El histórico templo, que fue sede del primer tedeum, se encuentra clausurado desde agosto de 2018. Hace un mes se iniciaron los trabajos de refacción para acondicionarlo y permitir que vuelvan las celebraciones religiosas, lo que se espera suceda en dos meses. Ahora se realiza un costoso y minucioso trabajo radiológico para conocer su estado y el deterioro de las columnas.
El equipo de LA GACETA Play pudo acceder al interior de la iglesia San Francisco. Adentro se visualiza mucho polvo y se siente una quietud inusual para un sitio que supo ser testigo privilegiado de acontecimientos importantes de nuestra historia. Construida en 1767 vio pasar por su fachada a millones de tucumanos a lo largo del tiempo.
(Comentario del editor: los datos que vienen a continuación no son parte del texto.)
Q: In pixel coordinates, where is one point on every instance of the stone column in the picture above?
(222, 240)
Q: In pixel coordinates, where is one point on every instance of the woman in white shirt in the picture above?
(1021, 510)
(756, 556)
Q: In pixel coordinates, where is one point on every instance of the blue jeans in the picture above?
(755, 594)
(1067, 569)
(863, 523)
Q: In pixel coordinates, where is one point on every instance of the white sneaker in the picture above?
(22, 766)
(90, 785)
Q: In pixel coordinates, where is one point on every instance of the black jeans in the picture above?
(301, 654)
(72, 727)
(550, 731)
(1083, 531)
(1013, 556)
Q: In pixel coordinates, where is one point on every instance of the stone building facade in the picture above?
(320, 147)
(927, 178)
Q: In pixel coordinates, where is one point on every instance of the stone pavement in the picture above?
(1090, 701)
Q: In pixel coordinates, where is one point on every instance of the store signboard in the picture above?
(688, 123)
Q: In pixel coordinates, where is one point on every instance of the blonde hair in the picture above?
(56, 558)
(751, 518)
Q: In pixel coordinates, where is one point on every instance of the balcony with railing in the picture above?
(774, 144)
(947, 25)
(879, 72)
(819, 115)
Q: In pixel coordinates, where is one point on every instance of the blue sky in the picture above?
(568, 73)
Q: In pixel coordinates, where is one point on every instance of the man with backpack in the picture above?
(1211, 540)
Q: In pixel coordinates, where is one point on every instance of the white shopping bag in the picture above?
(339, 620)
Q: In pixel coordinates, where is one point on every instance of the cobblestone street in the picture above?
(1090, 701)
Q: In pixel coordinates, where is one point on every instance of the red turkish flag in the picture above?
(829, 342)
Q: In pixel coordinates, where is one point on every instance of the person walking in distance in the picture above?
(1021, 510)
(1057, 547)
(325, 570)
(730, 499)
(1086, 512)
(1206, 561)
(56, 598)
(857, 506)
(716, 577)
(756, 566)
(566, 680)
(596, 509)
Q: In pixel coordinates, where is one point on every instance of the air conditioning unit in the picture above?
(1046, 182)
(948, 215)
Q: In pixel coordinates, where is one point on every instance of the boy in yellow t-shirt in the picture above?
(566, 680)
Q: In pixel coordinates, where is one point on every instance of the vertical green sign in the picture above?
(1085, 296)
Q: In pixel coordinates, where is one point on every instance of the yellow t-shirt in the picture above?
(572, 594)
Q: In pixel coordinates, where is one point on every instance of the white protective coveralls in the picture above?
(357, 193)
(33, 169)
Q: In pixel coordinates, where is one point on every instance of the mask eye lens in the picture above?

Hoy, se encuentra vallada y cerrada, con la promesa de volver al esplendor que una vez supo tener.
Para cumplir con este cometido, ahora se realiza un estudio con radiografías . “Es un trabajo que se le hace a las columnas; se contrató a una empresa de Buenos Aires con técnicos de allí que armaron un laboratorio en la planta alta (de la iglesia) y se va analizando cada columna para ver su composición, en que estado están, si tienen un grado de deterioro”, explicó al equipo del programa “Buen día” Alfredo Toscano, secretario de Obras Públicas de la Municipalidad capitalina.
El ingeniero Gonzalo Galindo, también presente en el templo, comentó que desde hace algunos años se vienen realizando mediciones en las grietas para ver cómo se desenvuelven las mismas. Con esos datos se realizaron estudios con profesionales de la UNT y de la Comisión Nacional de Patrimonio para alertar sobre la situación de las fisuras y esto es lo que desencadenó la realización de este escaneo con rayos.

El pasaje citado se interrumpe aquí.